Technical Report 711-2001

Title
The Freeze-Tag Problem: How to Wake Up a Swarm of Robots
Authors
Esther M. Arkin, Michael A. Bender, Sándor P. Fekete, Joseph S. B. Mitchell, and Martin Skutella
Publication
Proceedings of the 13th Annual ACM-SIAM Symposium on Discrete Algorithms (SODA'02), Society of Industrial and Applied Mathematics (2002), 568-577
Source
The report may be requested from our secretary Gabriele Klink, email: klink@math.tu-berlin.de
Classification
MSC:
primary: 68W25 Approximation algorithms
secondary: 90B35 Scheduling theory, deterministic
68T40 Robotics
Keywords
scheduling, makespan, broadcasting, information distribution, robot control, approximation, NP-completeness, lower bounds for approximation
Abstract
An optimization problem that naturally arises in the study of "swarm robotics" is to wake up a set of "asleep" robots, starting with only one "awake" robot. A robot is awakened when another awake robot gets to it. As soon as a robot is awake, it can assist in waking up other robots. The goal is to compute an optimal awakening schedule that results in all robots being awake by time t^*, for the smallest possible value of t^*.

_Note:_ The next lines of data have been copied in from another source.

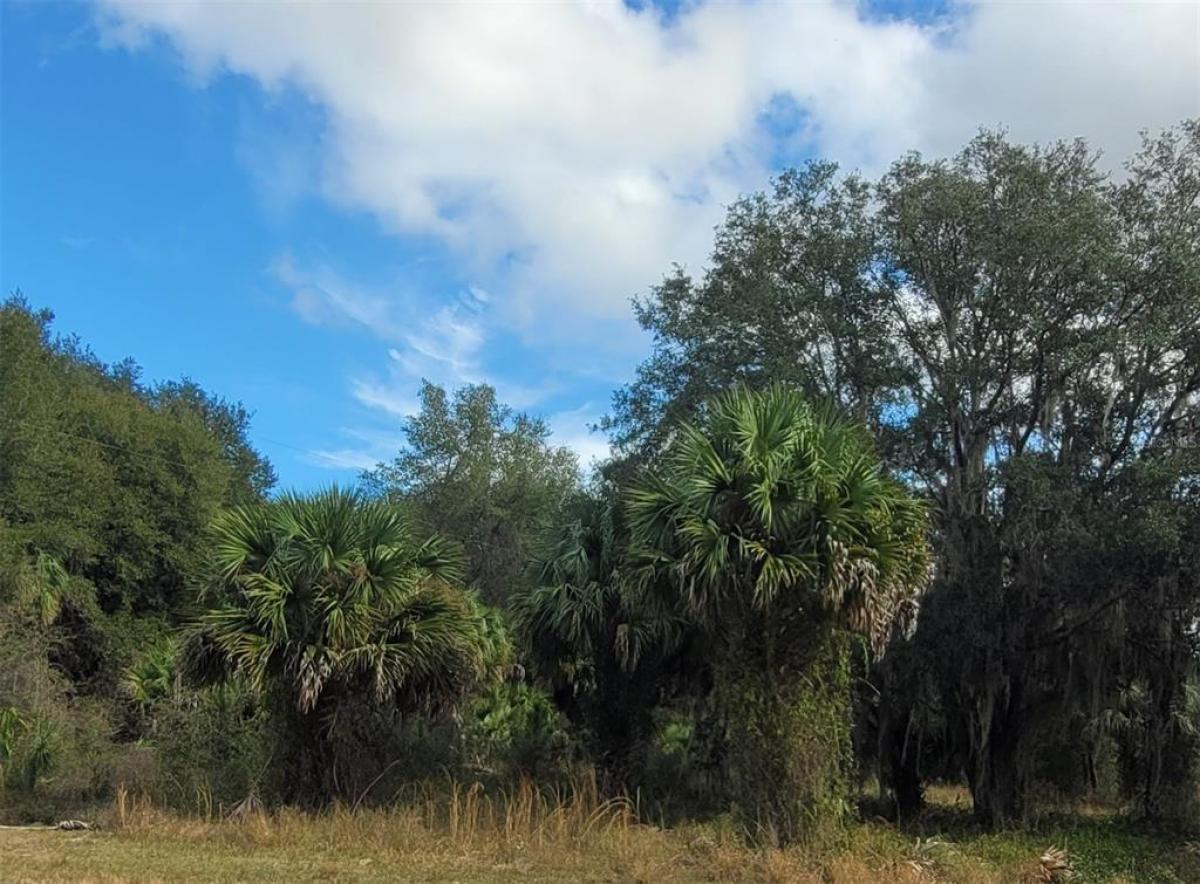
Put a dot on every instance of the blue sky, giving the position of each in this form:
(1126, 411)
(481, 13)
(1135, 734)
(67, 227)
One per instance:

We consider both scenarios on graphs and in geometric environments. In the graph setting, robots sleep at vertices, with a length function on the edges. An awake robot can travel from vertex to vertex along edges, and the length of an edge determines the time it takes to travel from one vertex to the other.
While this problem bears some resemblance to problems from various areas in combinatorial optimization such as routing, broadcasting, scheduling and covering, its algorithmic characteristics are surprisingly different. We prove that the problem is NP-hard, even for the special case of star graphs. We also establish hardness of approximation, showing that it is NP-hard to obtain an approximation factor better than 5/3, even for graphs of bounded degree.

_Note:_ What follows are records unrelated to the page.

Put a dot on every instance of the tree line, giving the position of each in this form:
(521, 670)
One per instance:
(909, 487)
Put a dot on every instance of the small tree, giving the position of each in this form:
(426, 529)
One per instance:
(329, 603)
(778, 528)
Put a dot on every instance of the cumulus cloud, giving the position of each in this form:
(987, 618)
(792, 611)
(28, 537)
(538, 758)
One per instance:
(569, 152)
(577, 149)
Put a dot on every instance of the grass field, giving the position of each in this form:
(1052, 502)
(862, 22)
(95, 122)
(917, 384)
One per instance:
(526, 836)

These lower bounds are complemented with several algorithmic results. We present a simple on-line algorithm that is O(logΔ)-competitive for graphs with maximum degree Δ. Other results include algorithms that require substantially more sophistication and development of new techniques: (1) The natural greedy strategy on star graphs has a worst-case performance of 7/3, which is tight. (2) There exists a PTAS for star graphs. (3) For the problem on tree graphs, there is a polynomial-time approximation algorithm with performance ratio 2O( loglog n)}. (4) There is a PTAS, running in nearly linear time, for geometrically embedded instances (e.g., Euclidean distances in any fixed dimension).